Building a language-independent keyword-based system with the Wikipedia Miner by Gauthier Lemoine.

Extracting keywords from texts and HTML pages is a common subject that opens doors to a lot of potential applications. These include classification (what is this page topic?), recommendation systems (identifying user likes to recommend the more accurate content), search engines (what is this page about?), document clustering (how can I pack different texts into a common group) and much more.

Most applications of these are usually based on only one language, usually english. However, it would be better to be able to process document in any language. For example, a case in a recommender system would be a user that speaks French and English. In his history, he gave positive ratings to a few pages containing the keyword “Airplane”. So, for next recommendations, we would boost this keyword. With a language-independent approach, we would also be able to boost pages containing “Avion”, the french term for airplane. If the user gave positive ratings to pages in English containing “Airplane”, and in French containing “Avion”, we would also be able to merge easily into the same keyword to build a language-independent user profile that will be used for accurate French and English recommendations.

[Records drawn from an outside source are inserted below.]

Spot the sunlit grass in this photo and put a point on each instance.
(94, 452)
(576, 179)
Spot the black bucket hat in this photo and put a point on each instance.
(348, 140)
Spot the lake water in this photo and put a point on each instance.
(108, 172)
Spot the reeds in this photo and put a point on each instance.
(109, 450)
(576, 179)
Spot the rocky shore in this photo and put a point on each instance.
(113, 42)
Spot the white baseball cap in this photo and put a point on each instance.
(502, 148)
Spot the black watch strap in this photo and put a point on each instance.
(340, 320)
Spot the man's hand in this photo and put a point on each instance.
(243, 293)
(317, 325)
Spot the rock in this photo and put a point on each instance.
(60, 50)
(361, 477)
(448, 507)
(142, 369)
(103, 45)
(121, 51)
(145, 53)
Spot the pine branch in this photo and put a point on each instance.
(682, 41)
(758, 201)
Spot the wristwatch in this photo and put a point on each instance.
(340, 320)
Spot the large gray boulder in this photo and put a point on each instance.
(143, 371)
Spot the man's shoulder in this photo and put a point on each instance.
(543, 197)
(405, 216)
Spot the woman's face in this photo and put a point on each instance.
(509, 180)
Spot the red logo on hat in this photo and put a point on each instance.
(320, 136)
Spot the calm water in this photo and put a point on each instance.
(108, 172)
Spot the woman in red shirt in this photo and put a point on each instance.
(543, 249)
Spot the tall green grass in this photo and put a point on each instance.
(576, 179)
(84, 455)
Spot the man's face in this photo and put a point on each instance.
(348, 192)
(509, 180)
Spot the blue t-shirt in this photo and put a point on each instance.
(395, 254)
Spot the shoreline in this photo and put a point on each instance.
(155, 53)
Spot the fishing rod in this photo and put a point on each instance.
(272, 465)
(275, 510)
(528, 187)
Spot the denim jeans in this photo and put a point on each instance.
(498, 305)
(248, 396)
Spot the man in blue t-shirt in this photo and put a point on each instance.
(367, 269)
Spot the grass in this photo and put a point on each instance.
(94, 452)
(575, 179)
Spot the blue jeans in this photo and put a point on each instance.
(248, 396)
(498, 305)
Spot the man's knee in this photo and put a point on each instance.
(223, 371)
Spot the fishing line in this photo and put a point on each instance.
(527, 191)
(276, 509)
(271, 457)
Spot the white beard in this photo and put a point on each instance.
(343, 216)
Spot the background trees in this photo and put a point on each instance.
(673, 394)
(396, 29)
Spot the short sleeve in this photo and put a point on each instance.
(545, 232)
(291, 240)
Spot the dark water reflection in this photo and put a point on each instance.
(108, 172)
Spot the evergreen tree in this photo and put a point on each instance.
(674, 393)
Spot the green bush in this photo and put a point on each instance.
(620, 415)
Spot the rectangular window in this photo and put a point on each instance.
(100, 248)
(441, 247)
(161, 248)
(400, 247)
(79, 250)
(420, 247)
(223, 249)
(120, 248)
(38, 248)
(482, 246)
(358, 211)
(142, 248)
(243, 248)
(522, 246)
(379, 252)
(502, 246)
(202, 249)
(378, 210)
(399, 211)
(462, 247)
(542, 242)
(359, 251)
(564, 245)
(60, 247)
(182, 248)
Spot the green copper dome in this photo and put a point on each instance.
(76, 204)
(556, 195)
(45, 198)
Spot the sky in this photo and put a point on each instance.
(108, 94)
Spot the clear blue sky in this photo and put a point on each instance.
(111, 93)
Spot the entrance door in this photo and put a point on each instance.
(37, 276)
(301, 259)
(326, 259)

This articles shows one way to achieve good results using an easy strategy. It is obvious that we can achieve better results using more complex algorithms.

The NSA can hire translators so I would not bother sharing this technique for harnessing the thousands of expert hours in Wikipedia with them.

Bear in mind that Wikipedia does not reach a large number of minority languages, dialects, and certainly not deliberate obscurity in any language. Your mileage will vary depending upon your particular use case.